All in all I wasn't blown away by it, but I didn't think it was a waste of time either.

>> No.18132568

>>18132488
>One criticism is it's focus on collectivism and failure to recognize the role of consumer identities in modern culture.

lol

>> No.18132620
File: 1.36 MB, 1047x1017, 8kfeb4angys61res.png [View same] [iqdb] [saucenao] [google]
18132620

The whole thesis of the novel is in Chapter 13 - 17. Also, it inspired the Unabomber. Easy to see why.

>“But I don't want comfort. I want God, I want poetry, I want real danger, I want freedom, I want goodness, I want sin.'

>'In fact,' said Mustapha Mond, 'you're claiming the right to be unhappy.'

>'All right then,' said the Savage defiantly, 'I'm claiming the right to be unhappy.'

>'Not to mention the right to grow old and ugly and impotent; the right to have syphilis and cancer; the right to have too little to eat; the right to be lousy; the right to live in constant apprehension of what may happen tomorrow; the right to catch typhoid; the right to be tortured by unspeakable pains of every kind.' There was a long silence.

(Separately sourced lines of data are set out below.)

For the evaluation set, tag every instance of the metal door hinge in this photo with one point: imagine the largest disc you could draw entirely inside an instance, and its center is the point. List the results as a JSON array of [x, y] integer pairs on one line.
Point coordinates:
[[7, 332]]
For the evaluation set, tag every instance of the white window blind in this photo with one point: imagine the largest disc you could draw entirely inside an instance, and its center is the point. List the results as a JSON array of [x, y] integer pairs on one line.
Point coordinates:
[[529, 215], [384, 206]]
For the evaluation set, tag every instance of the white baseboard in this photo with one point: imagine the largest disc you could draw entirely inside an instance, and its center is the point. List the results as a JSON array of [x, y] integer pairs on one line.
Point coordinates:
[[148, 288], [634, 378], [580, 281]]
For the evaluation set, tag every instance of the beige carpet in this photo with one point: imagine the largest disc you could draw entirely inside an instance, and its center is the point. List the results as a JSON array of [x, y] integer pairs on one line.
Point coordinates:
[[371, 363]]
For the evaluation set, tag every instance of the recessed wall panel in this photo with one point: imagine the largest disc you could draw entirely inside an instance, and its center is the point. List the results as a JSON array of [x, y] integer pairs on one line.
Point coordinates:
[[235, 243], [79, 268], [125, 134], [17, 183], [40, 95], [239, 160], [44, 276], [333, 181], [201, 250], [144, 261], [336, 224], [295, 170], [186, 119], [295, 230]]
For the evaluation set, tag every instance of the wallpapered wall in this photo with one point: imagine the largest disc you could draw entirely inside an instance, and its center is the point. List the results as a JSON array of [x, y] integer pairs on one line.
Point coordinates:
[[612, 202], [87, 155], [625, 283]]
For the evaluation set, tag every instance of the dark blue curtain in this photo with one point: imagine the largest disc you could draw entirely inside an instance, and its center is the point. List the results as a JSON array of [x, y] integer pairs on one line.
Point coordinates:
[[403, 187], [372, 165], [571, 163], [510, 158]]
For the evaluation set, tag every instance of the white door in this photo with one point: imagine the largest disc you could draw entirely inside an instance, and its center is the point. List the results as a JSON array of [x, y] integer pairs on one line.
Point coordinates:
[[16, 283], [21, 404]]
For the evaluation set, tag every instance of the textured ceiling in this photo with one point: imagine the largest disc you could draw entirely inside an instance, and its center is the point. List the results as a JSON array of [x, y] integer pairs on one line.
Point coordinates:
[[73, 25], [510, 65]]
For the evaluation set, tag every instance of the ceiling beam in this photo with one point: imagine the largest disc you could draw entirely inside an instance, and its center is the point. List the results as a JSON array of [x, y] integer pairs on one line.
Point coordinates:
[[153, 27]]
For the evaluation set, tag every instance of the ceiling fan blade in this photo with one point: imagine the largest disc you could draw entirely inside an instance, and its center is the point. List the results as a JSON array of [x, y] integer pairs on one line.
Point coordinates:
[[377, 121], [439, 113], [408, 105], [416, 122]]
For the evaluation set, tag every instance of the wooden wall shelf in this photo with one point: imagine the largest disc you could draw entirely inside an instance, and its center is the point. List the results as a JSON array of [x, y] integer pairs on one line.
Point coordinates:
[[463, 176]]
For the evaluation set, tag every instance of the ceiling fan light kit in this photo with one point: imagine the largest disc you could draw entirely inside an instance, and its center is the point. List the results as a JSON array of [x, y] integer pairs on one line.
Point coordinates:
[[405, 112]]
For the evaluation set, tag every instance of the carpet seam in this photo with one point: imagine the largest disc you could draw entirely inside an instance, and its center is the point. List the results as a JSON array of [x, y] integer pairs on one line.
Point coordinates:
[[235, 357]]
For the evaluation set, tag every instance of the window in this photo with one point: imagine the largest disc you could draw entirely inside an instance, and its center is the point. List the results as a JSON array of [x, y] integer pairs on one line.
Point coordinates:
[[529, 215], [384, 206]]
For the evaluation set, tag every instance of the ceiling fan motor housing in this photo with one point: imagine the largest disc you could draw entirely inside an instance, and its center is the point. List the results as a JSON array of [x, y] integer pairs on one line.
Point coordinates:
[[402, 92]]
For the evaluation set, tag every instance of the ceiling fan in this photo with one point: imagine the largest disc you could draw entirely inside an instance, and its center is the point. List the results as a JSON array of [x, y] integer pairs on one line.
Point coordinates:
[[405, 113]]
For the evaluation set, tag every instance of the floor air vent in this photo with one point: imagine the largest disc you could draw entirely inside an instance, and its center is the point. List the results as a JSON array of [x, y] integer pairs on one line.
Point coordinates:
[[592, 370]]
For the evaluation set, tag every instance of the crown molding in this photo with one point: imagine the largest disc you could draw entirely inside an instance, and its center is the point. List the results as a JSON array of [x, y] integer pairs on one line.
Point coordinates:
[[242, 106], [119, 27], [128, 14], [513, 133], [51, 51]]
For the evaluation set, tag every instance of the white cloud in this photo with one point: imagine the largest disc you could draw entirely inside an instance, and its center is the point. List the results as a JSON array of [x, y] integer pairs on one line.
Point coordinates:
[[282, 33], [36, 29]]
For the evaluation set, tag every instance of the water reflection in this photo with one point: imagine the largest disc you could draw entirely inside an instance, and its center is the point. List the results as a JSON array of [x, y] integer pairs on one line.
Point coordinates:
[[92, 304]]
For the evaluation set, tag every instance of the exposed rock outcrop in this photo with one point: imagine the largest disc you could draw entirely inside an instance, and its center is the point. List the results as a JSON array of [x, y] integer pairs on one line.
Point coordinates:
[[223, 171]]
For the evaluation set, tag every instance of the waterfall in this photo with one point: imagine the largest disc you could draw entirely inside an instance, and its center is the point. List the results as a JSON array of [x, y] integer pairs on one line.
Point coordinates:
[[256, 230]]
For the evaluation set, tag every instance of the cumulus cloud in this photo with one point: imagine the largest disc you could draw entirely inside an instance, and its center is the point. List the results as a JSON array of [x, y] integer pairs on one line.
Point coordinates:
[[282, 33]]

>'I claim them all,' said the Savage at last.

>> No.18133354

N

>> No.18133387

>>18126791
>>18126791
Yeah, but the difference was the tactic used by the ruling party. Orwell thought a boot was more effective, but huxley thought pleasure was

>> No.18133398

Some of the finest closing lines ever written

>> No.18133409

>>18125318
A strange kind of dystopia, not even a dystopia depending on your values, the typical liberal midwit from the first world would see this as a utopia. I found it strange, seemed like a perfect world in the sense that things worked at it could keep themselves going, forever, and ever. You could see it as a critique of consumerism and globalization, but I don't know if Huxley intended it. I cannot say really. Strange book. Predicted a slight few things, but stand on Zanzibar predicted more.

>> No.18133496

>>18125933
>>18126570
>>18132158
It is for bernard, he is a socialite, he wants to be liked, he wants to be a part of society as it is, to be sent to Iceland, is a death sentence to that objective, even if admittedly he would fit in better. That is why bernard loathes it, Watson on the other hand would welcome it. Not for being inhospitable or some shit.

>> No.18133826

>>18125412
I thought the opposite, there was a sense of hope up until the mond steps into the office and just smashes everything that the savage brings up. That chapter just hits with a wave of hopelessness and depression.

>> No.18133861

>>18125494
Because they have no choice or say in the matter. They're conditioned to such an extent that they can't even fathom the idea of being freed from their servitude. But that's the moral dilemma, should they ?

>> No.18134112

>>18125933
The islands were not supposed to be punishment, just an accomodation for the outliers of the society depicted.